Effective Discipline Is Always Positive Discipline: Here's What Works And What Doesn't, And Why

By Leanna Rae Scott


Child discipline that is effective is always based on treating the child in a respectful way. Parents need to be in charge of children in non-harsh, respectful, firm, loving, and fair ways in order for the children to respond well to the discipline. If parents are disrespectfully in charge, the children may react with stubborn, retaliatory, or manipulative expressions of anger or with temper tantrums.

By being in charge, I'm referring to being the one or ones who are in authority, in command, managing, directing, running the show, responsible, and taking charge.

For a discipline method to be effective, it has to be a respectful one. When I say effective, I mean the child's compliance is achieved, without any alienation of the child from the parent. One particularly effective discipline method is Counting. As you likely know, Counting is the numeric warning given to children that if they don't "listen up" soon enough and do what they are told by the time you reach the "magic" number, they will be given consequences.

The best and maybe easiest time to teach children that you are the one in charge is right when they first try out being defiant (typically from six to ten months old). Counting, amazingly enough, works equally well with young babies like this (after they've been taught) as it does with bigger-than-you children and all sizes in-between. Even infants can understand the friendly tone of warning that accompanies Counting.

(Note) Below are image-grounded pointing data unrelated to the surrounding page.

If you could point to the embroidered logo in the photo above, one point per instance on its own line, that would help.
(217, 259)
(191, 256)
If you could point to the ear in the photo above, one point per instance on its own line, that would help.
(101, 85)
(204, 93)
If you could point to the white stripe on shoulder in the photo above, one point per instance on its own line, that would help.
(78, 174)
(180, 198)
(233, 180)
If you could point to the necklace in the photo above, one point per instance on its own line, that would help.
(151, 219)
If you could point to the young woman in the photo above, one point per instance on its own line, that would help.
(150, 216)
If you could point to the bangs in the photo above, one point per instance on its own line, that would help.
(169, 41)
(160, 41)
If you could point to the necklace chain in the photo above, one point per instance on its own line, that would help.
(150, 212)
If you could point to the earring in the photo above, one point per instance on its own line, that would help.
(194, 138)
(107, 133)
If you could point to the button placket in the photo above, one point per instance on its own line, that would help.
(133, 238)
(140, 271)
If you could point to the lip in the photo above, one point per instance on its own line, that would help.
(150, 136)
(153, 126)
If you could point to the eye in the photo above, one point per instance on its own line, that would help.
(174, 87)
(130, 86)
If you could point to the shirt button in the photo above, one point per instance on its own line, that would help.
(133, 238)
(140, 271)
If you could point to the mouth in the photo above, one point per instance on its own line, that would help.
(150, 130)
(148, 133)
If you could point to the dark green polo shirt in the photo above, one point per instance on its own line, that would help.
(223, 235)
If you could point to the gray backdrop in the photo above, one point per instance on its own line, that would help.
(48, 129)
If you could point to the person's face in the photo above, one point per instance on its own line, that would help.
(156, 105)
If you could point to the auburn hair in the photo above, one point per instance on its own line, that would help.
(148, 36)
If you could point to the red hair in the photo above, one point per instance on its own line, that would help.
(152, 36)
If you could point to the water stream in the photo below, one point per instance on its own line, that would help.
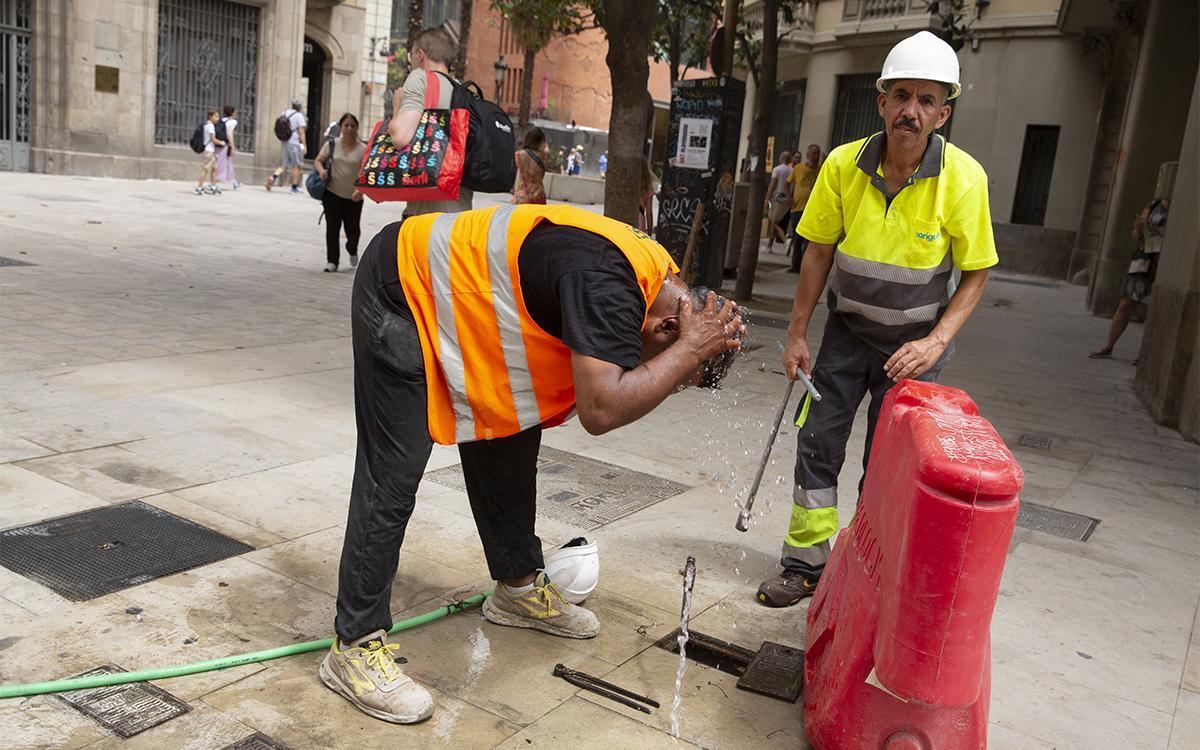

Another effective discipline aspect is that the functional consequence given must nullify the benefits the child earns through the commission of the offense. In other words, the consequence must be tough enough for the child to think the misbehavior was not worth it, but not so tough that the child feels disrespected. For instance, groundings have to be long enough and short enough to produce something near the middle of (1) the child's perception that the benefit was certainly worth the consequence and (2) the child's detesting of your innards. My personal Grounding Standardization Method and my Grounding Formula come in handy whenever Grounding is a fitting consequence. (Consequences should also fit the offense.)

Parents have multitudes of discipline techniques from which to choose. When assessing each one, it's helpful to remember the two most important criteria: (1) the use of the technique shows respect to the child, and (2) it appropriately and sufficiently, but not overly, gives a reasonable consequence for the child's offending behavior.